If you ask me what the next hot investment trend will be, I will almost always say, “I don’t know.” If you insist on wanting me to agree with you or go against my recommendation (which mostly focus on picking products which fits the recommended asset allocation strategies), I would only say “Thread with caution and do your due diligence”
Likewise, if you ask my view on how the local stocks markets will perform next quarter, I won’t try to guess.
Modern markets can change unpredictably at the wink of an eye, even violently at times, and we need a financial plan that anticipates unexpected or disruptive changes. Also, we need to set realistic expectations about what investments can achieve. 20% per annum for the next 10 years is NOT realistic, unless you are Warren Buffett.
And, unless you are in hedge funds, I tell my clients that we are NOT trying to beat the market’s average return — not in the short or the long term — but we are trying to outperform the average investor’s return. We do that, again, by first minimizing the impact of behaviors and emotional biases.
Here are 3 simple and honest investment rules of thumb that I offer clients:
Rule of thumb#1: One word – long term
As cliched this may sound – it is historical fact that financial markets may be volatile over the short term, but historically they produce positive returns over the long term.
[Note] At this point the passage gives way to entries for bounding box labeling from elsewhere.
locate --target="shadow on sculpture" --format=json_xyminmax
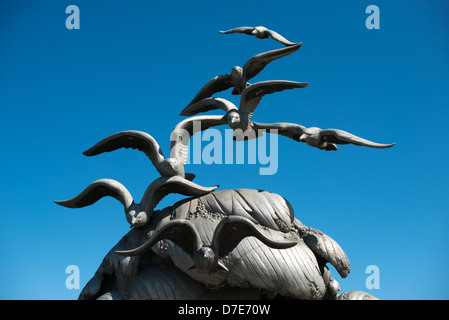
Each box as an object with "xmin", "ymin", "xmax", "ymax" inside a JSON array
[{"xmin": 55, "ymin": 27, "xmax": 394, "ymax": 300}]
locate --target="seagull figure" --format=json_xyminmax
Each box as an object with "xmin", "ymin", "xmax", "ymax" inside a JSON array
[
  {"xmin": 83, "ymin": 116, "xmax": 226, "ymax": 180},
  {"xmin": 219, "ymin": 26, "xmax": 296, "ymax": 46},
  {"xmin": 180, "ymin": 80, "xmax": 308, "ymax": 140},
  {"xmin": 253, "ymin": 122, "xmax": 395, "ymax": 151},
  {"xmin": 116, "ymin": 216, "xmax": 297, "ymax": 273},
  {"xmin": 189, "ymin": 42, "xmax": 302, "ymax": 106},
  {"xmin": 55, "ymin": 176, "xmax": 218, "ymax": 227}
]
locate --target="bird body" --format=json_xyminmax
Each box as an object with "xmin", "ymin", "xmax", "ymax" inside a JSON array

It is very tough for individual investors to beat the market with any consistency. Many professional money managers don’t even do this year after year.
Rule of thumb#2: Fear is even stronger than greed
We tend to underestimate our future emotions. We think we will be greedy when others are fearful. Fear is a stronger emotion and often plays a much greater role in decision making than logic, and it often prevents us from buying in market downturn – the same it drives us to cut loss.
Rule of thumb#3: Risk is personal
Your risk in investing is NOT that you will underperform the market, or lose money in the next market downturn. Your risk is that you won’t be able to accumulate enough money to send a child to college, or that your money won’t last as long as you do in retirement.
Financial planning is not about what everyone else is doing – It is just about you.